De plus, elle « s’inquiète du risque d’altération du libre choix de l’utilisateur liée à la pression sociale de devoir « agir en en citoyens responsables », pression professionnelle, ou encore peur de la stigmatisation ou de mesures discriminatoires découlant de l’usage de l’application. Pour la CNCDH, « des aspects socio-économiques et techniques conduisent à douter de l’efficacité d’une telle technologie au regard de l’objectif recherché de la protection de la santé publique. Outre les limites avérées de la technologie Bluetooth et celles tenant à l’anonymat, la fracture numérique et les inégalités d’accès aux nouvelles technologies rendraient difficiles l’utilisation de cette application pour de nombreuses personnes, et plus particulièrement pour les personnes les plus vulnérables face à la maladie ».
 
On retiendra également que la CNCDH « s’inquiète de l’indétermination de la durée d’application d’une mesure de suivi présentée comme exceptionnelle », c’est la raison pour laquelle « dans la ligne de son avis de 2018, (elle) tient à réaffirmer que le recours aux nouvelles technologies et à l’intelligence artificielle ne peut remplacer l’investissement dans une politique de santé ».
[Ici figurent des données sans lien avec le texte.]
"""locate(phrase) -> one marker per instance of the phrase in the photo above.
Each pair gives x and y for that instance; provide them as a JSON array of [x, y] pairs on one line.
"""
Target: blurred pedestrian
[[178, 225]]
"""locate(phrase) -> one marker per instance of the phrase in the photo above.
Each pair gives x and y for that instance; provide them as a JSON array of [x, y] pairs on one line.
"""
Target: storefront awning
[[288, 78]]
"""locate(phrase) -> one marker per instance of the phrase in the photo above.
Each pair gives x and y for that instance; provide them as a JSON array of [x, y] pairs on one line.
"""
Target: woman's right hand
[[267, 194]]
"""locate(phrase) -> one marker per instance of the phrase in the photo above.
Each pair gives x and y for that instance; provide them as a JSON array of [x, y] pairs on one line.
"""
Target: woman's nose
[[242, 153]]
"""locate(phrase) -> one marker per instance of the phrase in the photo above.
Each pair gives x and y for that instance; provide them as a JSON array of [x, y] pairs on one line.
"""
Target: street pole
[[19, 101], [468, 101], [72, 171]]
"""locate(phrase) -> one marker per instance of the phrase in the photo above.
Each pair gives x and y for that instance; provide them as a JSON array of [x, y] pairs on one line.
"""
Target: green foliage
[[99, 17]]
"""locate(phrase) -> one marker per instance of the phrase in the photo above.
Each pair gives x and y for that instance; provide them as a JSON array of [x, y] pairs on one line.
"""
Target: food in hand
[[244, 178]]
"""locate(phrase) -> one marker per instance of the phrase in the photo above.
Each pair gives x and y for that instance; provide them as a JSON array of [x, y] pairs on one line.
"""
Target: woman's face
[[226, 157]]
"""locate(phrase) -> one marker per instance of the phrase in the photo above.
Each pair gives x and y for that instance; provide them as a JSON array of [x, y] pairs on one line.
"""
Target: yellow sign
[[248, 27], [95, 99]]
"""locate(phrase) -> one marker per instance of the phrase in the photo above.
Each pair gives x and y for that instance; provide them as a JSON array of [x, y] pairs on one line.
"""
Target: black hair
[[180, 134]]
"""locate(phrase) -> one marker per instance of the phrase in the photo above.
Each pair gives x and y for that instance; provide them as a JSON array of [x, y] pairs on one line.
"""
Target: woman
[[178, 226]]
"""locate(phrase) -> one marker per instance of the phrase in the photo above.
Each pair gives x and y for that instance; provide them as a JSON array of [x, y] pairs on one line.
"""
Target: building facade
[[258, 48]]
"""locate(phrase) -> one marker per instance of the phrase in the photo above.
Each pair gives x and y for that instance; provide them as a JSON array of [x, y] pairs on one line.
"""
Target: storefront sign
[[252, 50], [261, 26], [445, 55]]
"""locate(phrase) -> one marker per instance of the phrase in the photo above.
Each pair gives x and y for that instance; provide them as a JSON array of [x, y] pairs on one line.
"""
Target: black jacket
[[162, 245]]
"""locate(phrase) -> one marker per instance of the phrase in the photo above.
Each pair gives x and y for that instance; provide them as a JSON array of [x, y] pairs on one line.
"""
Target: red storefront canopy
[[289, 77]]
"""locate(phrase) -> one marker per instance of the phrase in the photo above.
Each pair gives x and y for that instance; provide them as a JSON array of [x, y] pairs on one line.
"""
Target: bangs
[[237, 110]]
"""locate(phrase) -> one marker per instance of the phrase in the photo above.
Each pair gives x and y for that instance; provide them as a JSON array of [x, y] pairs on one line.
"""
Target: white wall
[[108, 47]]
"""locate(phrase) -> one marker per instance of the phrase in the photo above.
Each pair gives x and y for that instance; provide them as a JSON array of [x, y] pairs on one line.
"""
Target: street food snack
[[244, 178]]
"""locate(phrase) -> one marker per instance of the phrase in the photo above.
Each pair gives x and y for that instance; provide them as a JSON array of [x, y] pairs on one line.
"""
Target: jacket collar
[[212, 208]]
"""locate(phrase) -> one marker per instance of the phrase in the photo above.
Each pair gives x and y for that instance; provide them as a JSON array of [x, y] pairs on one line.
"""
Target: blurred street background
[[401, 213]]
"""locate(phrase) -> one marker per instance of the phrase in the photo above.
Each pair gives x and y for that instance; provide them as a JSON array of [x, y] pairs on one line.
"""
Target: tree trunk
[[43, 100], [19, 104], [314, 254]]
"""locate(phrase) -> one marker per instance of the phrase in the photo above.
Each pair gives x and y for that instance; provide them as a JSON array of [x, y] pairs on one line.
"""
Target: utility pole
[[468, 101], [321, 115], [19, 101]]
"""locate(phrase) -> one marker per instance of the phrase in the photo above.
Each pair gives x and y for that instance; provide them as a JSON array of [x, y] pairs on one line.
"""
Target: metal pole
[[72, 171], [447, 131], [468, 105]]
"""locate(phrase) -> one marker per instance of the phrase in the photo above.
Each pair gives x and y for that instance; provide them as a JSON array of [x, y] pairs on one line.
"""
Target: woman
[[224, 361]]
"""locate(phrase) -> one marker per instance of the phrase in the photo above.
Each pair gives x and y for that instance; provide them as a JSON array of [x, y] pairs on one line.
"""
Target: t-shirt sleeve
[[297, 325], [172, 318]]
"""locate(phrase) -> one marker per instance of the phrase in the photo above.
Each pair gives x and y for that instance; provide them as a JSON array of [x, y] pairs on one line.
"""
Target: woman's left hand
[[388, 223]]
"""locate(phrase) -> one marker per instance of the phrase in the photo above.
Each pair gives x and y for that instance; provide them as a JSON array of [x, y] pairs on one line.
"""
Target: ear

Enfin elle « craint, par un « effet cliquet », que le recours à une mesure de suivi, aujourd’hui légitimé par la protection de la santé publique, ne favorise à l’avenir l’usage de ce même type de technologie à d’autres fins ».

Dans ces conditions, elle appelle « les pouvoirs publics à mettre en perspective les effets à long terme induits par le recours à ces mesures, avec ses effets très incertains à court terme sur la propagation du virus ».
 
Remarques
On rappellera que Edouard Philippe lors de la présentation du plan de déconfinement à l’Assemblée nationale le 28 avril dernier n’a pas éludé « les questions » que le déploiement généralisé en France d’une application de traçage des malades du Covid-19 « ne manquerait pas de poser en matière de libertés publiques » en référence aux débats occasionnés par l’application, y compris dans sa majorité.
Il a donc annoncé un vote à une date ultérieure « lorsque l’application en cours de développement fonctionnera, et avant sa mise en œuvre, nous organiserons un débat spécifique, suivi d’un vote spécifique ».
On rappellera également que la CNIL, le CNNum, l’ANSSI et le Conseil national de l’Ordre des médecins ont émis un avis favorable sur le principe même de ce projet d’application tout en les assortissant de réserves dans sa mise en œuvre. Et de demander des garanties supplémentaires pour assurer le respect du droit à la vie privée.